An Ethiopian team investigating the crash of flight ET302, which killed all people on board, has arrived in Paris, where the aircraft’s black boxes are being examined, the airline said on Friday.
“The Ethiopian delegation led by the chief investigator of Accident Investigation Bureau has arrived in the French Safety Investigation (BEA) facilities and the investigation process has started in Paris,” Ethiopian Airlines tweeted.
France’s air safety agency on Friday began studying data from the black boxes of a Boeing 737 MAX plane that crashed in Ethiopia to determine what caused the crash after the agency received two black boxes on Thursday, as regulators over the world grounded the plane causing the U.S. planemaker to halt deliveries of its latest model.
The agency tweeted a picture of the data recorder, which appeared to show the crash-proof housing protecting the critical recording chip intact. Investigators are also analyzing the voice recorder, which should have picked up the conversations between the pilots and with air traffic controllers.

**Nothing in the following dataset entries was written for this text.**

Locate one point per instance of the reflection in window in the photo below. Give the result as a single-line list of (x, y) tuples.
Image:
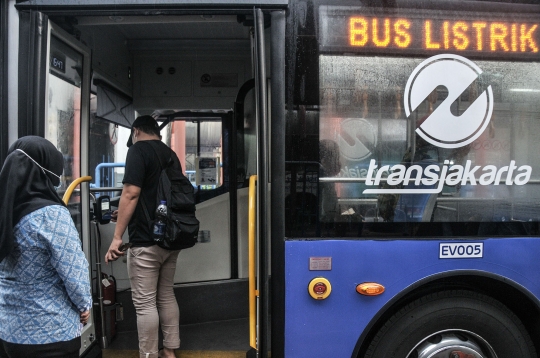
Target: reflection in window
[(362, 113)]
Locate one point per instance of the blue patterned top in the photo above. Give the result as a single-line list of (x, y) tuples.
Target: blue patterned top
[(44, 282)]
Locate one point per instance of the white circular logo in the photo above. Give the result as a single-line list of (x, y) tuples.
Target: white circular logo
[(442, 128)]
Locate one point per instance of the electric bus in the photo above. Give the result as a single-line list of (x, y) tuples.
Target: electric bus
[(366, 171)]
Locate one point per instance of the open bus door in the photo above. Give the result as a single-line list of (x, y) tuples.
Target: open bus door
[(67, 102), (54, 98)]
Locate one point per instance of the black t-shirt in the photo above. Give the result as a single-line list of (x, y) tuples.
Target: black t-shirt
[(143, 170)]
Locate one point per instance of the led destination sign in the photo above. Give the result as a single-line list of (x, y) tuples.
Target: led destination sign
[(429, 32)]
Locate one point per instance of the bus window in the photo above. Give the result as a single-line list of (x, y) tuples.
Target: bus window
[(486, 181)]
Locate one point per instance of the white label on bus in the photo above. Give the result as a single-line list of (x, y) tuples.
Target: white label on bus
[(461, 250), (320, 263)]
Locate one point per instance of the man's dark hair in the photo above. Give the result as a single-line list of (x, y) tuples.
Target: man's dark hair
[(149, 129)]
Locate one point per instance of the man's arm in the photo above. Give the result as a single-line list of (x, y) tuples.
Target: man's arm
[(126, 208)]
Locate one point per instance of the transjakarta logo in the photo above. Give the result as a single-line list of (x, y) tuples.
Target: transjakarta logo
[(445, 130)]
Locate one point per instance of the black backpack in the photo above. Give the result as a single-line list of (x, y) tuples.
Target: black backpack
[(182, 225)]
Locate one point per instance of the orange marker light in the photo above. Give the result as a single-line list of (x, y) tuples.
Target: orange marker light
[(370, 289)]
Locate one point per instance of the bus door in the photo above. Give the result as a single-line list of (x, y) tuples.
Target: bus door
[(66, 109)]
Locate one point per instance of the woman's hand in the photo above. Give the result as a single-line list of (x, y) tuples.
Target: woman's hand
[(84, 317)]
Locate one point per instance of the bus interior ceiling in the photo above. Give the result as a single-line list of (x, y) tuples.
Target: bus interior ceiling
[(179, 63), (160, 60)]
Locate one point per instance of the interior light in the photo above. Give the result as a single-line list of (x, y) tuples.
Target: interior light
[(116, 18), (524, 90)]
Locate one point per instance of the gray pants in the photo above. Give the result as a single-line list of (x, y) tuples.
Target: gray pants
[(151, 273)]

Nations around the world, including an initially reluctant United States, have suspended the Boeing 737 MAX 8 models in operation. Since the model is relatively new, only 371 such planes were flying, but another nearly 5,000 MAXs are on order, meaning the financial implications are huge.
The Ethiopian Airlines jet crashed soon after takeoff from Addis Ababa on Sunday, killing 157 people. The plane plunged into a field minutes after take-off. It was the second crash involving a 737 MAX since October, when a Lion Air flight plunged into the sea off Indonesia with 189 people on board.

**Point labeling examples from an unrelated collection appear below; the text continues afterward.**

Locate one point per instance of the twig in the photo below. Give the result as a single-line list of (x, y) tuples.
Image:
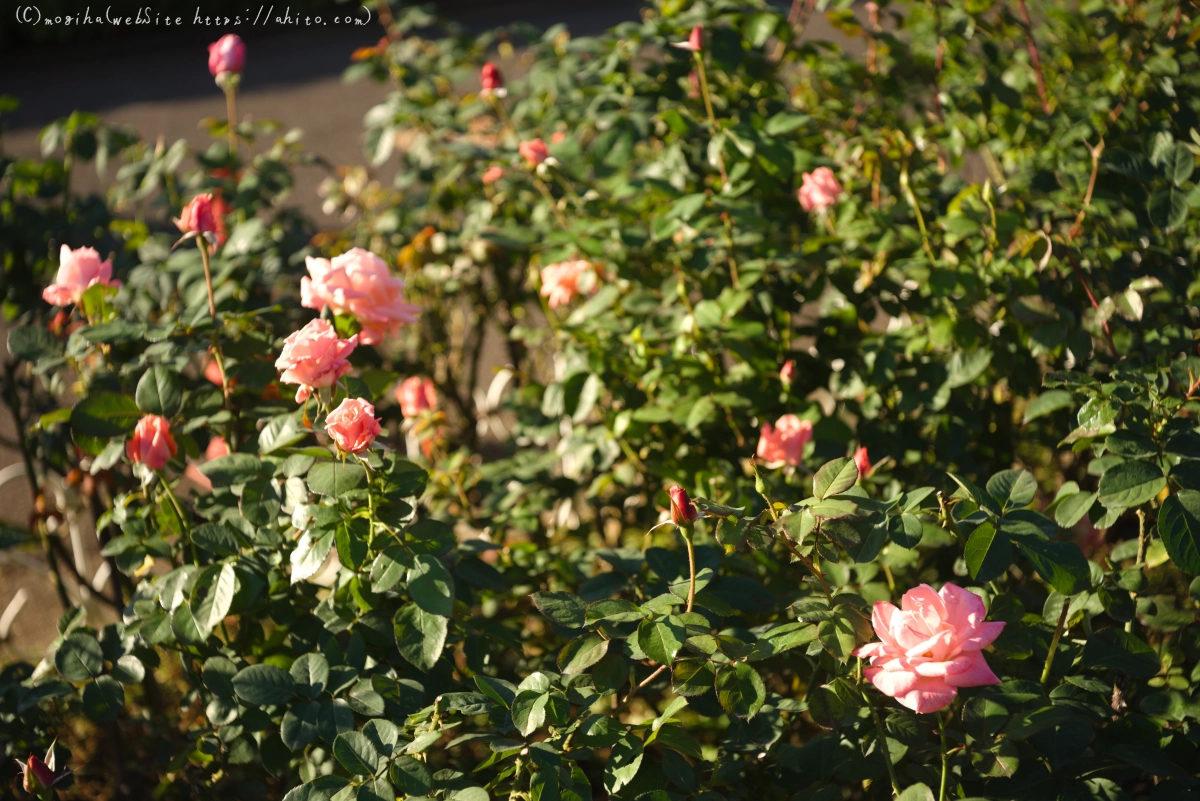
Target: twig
[(1035, 58)]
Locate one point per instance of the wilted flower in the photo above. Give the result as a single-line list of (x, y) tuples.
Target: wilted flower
[(820, 190), (315, 357), (353, 426), (930, 646), (151, 443), (785, 441), (78, 270)]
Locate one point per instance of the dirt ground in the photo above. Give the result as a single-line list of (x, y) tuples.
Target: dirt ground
[(161, 86)]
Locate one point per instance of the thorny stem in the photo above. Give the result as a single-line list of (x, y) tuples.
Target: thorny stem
[(1035, 56), (1057, 636)]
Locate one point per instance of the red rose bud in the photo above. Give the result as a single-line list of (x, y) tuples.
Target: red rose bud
[(683, 512), (491, 80), (863, 462), (197, 216)]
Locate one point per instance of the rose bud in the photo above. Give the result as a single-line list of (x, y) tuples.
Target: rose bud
[(683, 512)]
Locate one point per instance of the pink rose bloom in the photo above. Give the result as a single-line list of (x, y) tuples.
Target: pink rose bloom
[(197, 216), (78, 270), (417, 395), (151, 443), (227, 54), (695, 41), (534, 152), (216, 449), (787, 372), (820, 190), (863, 462), (930, 648), (353, 425), (491, 82), (561, 282), (784, 443), (315, 357), (683, 511), (359, 283)]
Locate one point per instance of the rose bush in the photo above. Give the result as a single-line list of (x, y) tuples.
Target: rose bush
[(949, 281)]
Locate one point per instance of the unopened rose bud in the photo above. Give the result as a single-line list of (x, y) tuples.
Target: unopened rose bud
[(683, 512)]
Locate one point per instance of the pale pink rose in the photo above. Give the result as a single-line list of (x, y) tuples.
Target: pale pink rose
[(227, 54), (151, 443), (216, 449), (787, 372), (863, 462), (78, 270), (561, 282), (534, 151), (359, 283), (784, 443), (695, 41), (820, 190), (930, 646), (197, 216), (417, 395), (315, 357), (353, 425)]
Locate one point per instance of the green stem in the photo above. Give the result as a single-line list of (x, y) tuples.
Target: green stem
[(1057, 636)]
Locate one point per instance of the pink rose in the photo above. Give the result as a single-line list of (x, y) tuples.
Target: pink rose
[(359, 283), (561, 282), (315, 357), (863, 462), (197, 216), (491, 80), (784, 443), (695, 41), (417, 395), (683, 511), (820, 190), (930, 648), (227, 54), (787, 372), (151, 443), (353, 425), (534, 152), (78, 270), (216, 449)]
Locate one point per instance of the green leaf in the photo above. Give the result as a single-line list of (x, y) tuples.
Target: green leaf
[(582, 652), (420, 636), (159, 392), (1179, 525), (334, 479), (105, 415), (1073, 509), (34, 343), (834, 477), (264, 685), (1131, 483), (431, 585), (739, 690), (663, 638), (1117, 649), (1048, 403), (988, 553), (357, 753), (564, 608), (79, 657)]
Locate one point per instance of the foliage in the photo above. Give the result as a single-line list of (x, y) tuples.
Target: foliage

Investigators will be looking for any links between the two air disasters.
The U.S. Federal Aviation Administration (FAA) grounded all Boeing MAX jets in service because of similarities.
Boeing said it had paused deliveries of its fastest-selling 737 MAX aircraft built at its factory near Seattle, but continues to produce the single-aisle version of the jet at full speed while dealing with the worldwide fleet’s grounding.